После четырех дней интенсивной физической работы, Мишель поняла, что, наконец, полностью вымоталась, чтобы уснуть, не страшась ночных кошмаров. Но она не спешила ложиться спать. Если она ошибается, то больше времени потратит лежа в постели без сна или дрожа под впечатлением от приснившегося кошмара. Мишель вынудила себя сосредоточиться, и разобрать документы, бесконечный поток заказов и счетов, которые свидетельствовали о процветании ранчо. Это, возможно, могло подождать, но она хотела, чтобы все было готово к приезду Джона. Эта мысль вернула улыбку на ее напряженное лицо: завтра он будет дома.
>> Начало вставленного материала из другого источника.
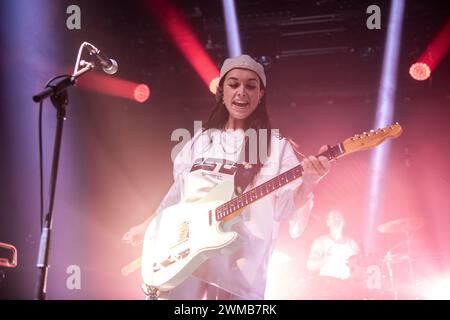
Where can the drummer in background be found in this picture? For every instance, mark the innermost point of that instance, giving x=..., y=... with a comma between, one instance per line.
x=329, y=256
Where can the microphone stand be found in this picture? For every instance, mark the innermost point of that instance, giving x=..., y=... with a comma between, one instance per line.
x=60, y=99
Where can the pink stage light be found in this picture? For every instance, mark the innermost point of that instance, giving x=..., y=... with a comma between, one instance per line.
x=434, y=53
x=114, y=86
x=420, y=71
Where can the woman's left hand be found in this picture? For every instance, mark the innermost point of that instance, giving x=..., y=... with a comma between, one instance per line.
x=315, y=168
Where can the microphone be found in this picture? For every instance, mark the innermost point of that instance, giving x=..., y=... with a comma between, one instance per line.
x=110, y=66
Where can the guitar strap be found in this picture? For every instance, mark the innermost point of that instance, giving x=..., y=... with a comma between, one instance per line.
x=245, y=171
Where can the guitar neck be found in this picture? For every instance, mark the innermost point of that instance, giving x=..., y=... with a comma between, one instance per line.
x=253, y=195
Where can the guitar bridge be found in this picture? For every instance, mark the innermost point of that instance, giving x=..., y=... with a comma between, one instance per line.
x=182, y=234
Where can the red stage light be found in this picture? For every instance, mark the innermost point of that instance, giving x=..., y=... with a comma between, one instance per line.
x=184, y=38
x=420, y=71
x=141, y=93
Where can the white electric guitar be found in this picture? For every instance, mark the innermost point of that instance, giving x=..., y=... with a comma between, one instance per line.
x=183, y=236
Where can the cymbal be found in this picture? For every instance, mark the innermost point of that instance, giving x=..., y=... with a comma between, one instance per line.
x=405, y=225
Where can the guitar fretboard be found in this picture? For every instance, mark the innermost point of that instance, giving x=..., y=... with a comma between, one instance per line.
x=269, y=186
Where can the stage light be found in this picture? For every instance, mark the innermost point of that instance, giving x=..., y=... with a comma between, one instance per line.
x=184, y=38
x=384, y=116
x=115, y=86
x=213, y=85
x=432, y=56
x=232, y=28
x=420, y=71
x=141, y=93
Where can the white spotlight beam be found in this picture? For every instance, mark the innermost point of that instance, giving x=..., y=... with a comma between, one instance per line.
x=232, y=27
x=384, y=114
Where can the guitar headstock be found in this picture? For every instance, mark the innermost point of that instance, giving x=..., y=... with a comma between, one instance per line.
x=373, y=138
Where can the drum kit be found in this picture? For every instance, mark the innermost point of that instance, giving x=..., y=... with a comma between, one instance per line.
x=390, y=275
x=397, y=265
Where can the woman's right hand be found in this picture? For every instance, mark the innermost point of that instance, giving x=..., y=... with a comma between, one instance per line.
x=135, y=236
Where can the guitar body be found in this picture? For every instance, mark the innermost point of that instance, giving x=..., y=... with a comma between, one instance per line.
x=183, y=236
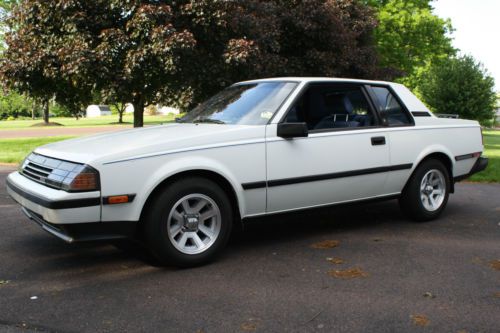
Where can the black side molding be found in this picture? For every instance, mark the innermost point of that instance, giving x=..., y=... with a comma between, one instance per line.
x=314, y=178
x=467, y=156
x=62, y=204
x=479, y=166
x=420, y=114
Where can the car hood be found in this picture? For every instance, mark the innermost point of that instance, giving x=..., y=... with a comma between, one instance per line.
x=122, y=145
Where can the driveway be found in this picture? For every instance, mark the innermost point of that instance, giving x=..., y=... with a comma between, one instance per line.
x=377, y=272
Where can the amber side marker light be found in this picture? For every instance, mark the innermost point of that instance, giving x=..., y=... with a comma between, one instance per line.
x=118, y=199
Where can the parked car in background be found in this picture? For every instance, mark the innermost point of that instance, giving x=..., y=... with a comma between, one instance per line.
x=257, y=148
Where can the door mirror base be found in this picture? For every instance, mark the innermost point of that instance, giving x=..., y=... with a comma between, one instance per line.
x=293, y=130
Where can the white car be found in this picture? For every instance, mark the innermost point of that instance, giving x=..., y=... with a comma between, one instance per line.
x=257, y=148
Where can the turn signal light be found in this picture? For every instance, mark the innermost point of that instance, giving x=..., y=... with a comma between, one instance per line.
x=117, y=199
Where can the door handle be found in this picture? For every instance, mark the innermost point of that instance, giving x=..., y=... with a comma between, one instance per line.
x=378, y=141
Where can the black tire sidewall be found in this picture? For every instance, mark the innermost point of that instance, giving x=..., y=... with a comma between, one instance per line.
x=156, y=221
x=411, y=201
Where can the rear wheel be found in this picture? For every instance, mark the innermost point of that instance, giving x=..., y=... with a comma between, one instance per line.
x=189, y=223
x=427, y=191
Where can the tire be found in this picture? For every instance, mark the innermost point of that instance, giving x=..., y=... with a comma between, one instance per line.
x=189, y=222
x=426, y=193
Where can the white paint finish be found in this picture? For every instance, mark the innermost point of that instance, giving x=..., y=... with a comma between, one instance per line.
x=323, y=153
x=237, y=163
x=56, y=216
x=136, y=161
x=411, y=101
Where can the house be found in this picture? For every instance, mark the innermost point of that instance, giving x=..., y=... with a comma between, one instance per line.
x=97, y=111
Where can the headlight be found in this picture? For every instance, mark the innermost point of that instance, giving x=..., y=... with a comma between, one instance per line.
x=62, y=175
x=85, y=180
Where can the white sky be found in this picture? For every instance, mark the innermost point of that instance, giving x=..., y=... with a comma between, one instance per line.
x=477, y=30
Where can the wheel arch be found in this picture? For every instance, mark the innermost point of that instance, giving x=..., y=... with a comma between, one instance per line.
x=216, y=177
x=440, y=155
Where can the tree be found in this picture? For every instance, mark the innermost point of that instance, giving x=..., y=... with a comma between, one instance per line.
x=410, y=37
x=183, y=51
x=240, y=40
x=44, y=57
x=459, y=85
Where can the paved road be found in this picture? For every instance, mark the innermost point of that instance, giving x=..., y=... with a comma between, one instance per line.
x=57, y=131
x=432, y=277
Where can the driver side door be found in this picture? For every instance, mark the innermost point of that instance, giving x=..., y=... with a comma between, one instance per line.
x=345, y=156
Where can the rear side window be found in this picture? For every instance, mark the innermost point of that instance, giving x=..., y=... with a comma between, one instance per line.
x=390, y=108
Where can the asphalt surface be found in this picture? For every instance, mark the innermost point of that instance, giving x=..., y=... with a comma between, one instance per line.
x=442, y=276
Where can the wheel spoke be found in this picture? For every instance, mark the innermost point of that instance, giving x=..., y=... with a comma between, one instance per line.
x=200, y=229
x=208, y=214
x=432, y=201
x=183, y=240
x=437, y=192
x=197, y=241
x=177, y=216
x=199, y=206
x=186, y=207
x=175, y=229
x=206, y=231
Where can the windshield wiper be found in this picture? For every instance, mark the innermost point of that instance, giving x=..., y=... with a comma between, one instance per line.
x=208, y=120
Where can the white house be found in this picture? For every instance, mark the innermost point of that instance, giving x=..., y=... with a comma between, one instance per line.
x=160, y=109
x=97, y=111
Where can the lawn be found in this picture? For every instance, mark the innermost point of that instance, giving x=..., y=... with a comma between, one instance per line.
x=87, y=122
x=492, y=151
x=14, y=150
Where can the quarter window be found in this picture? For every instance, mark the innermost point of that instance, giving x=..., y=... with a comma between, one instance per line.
x=389, y=107
x=327, y=106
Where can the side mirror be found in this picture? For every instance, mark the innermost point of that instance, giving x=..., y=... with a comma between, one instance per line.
x=293, y=130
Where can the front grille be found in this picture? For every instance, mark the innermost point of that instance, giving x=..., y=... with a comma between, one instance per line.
x=50, y=171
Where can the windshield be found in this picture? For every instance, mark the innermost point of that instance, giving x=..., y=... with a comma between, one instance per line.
x=242, y=104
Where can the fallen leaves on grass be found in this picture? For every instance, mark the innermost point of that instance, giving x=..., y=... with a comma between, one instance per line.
x=326, y=244
x=495, y=264
x=336, y=261
x=350, y=273
x=420, y=320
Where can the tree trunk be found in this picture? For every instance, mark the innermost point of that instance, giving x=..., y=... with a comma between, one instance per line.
x=46, y=111
x=33, y=110
x=121, y=109
x=138, y=113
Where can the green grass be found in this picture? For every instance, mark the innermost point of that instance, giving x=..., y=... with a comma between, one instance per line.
x=15, y=150
x=86, y=122
x=492, y=151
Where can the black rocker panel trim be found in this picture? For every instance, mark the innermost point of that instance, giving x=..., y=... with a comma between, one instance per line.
x=314, y=178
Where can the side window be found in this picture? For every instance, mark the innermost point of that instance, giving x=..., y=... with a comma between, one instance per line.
x=390, y=108
x=326, y=106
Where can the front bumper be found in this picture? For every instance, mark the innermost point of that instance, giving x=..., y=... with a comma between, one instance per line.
x=55, y=206
x=72, y=217
x=84, y=232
Его звонок днем, когда он сообщил что возвращается, помог Мишель, наконец, расслабиться. Еще одна ночь без него, а завтра он снова будет рядом, будет защищать ее от ночной темноты и таящихся в ней страхов. Мишель закончила работу в десять, затем поднялась наверх и переоделась в одну из легких хлопковых ночных рубашек, в которых обычно спала. Ночь была горячей и душной, слишком жаркой, чтобы накрыться даже тонкой простыней, но она устала достаточно, чтобы не обращать внимания на жару. Мишель включила светильник, и улеглась, тихонько застонав от блаженства. Чувствуя, как натруженные мышцы постепенно расслабляются, она почти сразу заснула.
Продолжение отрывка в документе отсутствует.